Kuaishou’s KeLing AI spin‑off talk puts $20bn valuation under the microscope as AI short‑drama boom drives revenue
Spike in revenue, spin‑off reports
Kuaishou (快手) put its AI unit KeLing AI (可灵AI) front and center in its 2026 Q1 results, with the company saying KeLing’s quarter revenue exceeded ¥650 million and that its March annualized recurring revenue (ARR) ran near $500 million — roughly four times the ARR a year earlier. It has been reported that Kuaishou is evaluating a full split of KeLing and a Pre‑IPO round that would peg the business at about $20 billion with roughly $2 billion of financing, and that Tencent (腾讯) is a potential investor; the company has said restructuring plans are still preliminary.
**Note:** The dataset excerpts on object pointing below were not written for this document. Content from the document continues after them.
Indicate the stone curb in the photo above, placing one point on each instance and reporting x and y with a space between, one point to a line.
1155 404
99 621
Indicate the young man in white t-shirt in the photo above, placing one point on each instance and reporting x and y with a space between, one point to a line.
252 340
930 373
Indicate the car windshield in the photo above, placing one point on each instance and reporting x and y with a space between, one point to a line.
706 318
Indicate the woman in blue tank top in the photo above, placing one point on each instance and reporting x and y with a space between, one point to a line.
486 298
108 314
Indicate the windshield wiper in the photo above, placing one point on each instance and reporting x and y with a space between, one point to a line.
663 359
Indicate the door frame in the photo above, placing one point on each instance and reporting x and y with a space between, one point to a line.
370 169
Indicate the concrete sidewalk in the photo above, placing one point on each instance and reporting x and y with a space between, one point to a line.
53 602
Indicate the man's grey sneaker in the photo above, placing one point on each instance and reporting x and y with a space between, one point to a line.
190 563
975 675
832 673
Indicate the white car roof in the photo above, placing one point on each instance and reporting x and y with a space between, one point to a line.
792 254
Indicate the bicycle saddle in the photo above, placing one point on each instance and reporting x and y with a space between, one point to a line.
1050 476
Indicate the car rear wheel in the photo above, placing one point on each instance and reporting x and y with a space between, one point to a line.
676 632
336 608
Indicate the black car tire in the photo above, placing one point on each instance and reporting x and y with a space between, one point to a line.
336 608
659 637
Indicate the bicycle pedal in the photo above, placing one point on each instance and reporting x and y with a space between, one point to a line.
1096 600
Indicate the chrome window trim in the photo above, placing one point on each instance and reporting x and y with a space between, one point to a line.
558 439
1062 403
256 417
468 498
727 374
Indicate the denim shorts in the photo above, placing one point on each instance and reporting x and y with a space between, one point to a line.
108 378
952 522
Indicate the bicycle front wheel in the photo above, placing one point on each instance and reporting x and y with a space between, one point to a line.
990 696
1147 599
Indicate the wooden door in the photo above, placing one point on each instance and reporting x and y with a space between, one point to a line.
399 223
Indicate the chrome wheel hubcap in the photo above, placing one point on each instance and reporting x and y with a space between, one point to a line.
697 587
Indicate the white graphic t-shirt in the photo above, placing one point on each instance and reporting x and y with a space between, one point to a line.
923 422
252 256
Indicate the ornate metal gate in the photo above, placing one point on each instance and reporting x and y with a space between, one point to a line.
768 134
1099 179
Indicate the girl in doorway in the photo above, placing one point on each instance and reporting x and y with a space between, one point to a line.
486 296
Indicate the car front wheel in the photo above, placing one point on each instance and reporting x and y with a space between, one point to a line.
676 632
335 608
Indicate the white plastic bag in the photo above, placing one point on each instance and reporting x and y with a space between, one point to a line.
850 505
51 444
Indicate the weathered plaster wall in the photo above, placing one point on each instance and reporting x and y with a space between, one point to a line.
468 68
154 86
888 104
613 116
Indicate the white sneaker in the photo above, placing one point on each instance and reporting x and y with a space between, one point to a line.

Kuaishou’s overall scale is relevant. The group posted Q1 revenue of ¥33.716 billion with daily active users of 413 million and monthly active users of 772 million, yet the group’s market value was about HK$1,940.5 hundred million (roughly $24.9 billion) at the time of reporting — meaning a $20 billion KeLing valuation would materially reframe the parent’s equity story. If KeLing stayed inside the listed vehicle it could be constrained by legacy financial metrics; spun out it might command a higher multiple. But is $20 billion realistic?
Valuation method and competitive risks
Analysts and investors are split. Some argue a standalone listing would better reflect KeLing’s growth and allow independent incentives; others caution that the rumored $20 billion price tag appears to rely on a forward ARR target (reportedly about $130 million quarterly ARR or $1.3 billion annualized next year) rather than current ARR — a method that industry participants warn can overstate value if targets slip. It has been reported that KeLing is in talks with major dollar‑denominated funds and industry partners (KKR, Tencent among names mentioned), but precise syndicate details remain unconfirmed.
Competition is fierce. ByteDance (字节跳动)‑backed Seedance and other players such as Zhipu (智谱) and Minimax are aggressively pursuing the same short‑form video and AI‑driven “short‑drama” market, where AI production tools have exponentially increased supply and ad spending. Seedance reportedly controls around 80% of the market versus KeLing’s roughly 10%, with different pricing and sales models — Seedance at a higher, pro‑service price and KeLing often accessed through reseller discounts. As KeLing derives about 70% of its revenue overseas, the unit’s future will also be shaped by global export controls and US‑China tech tensions that affect chips, models and cross‑border partnerships.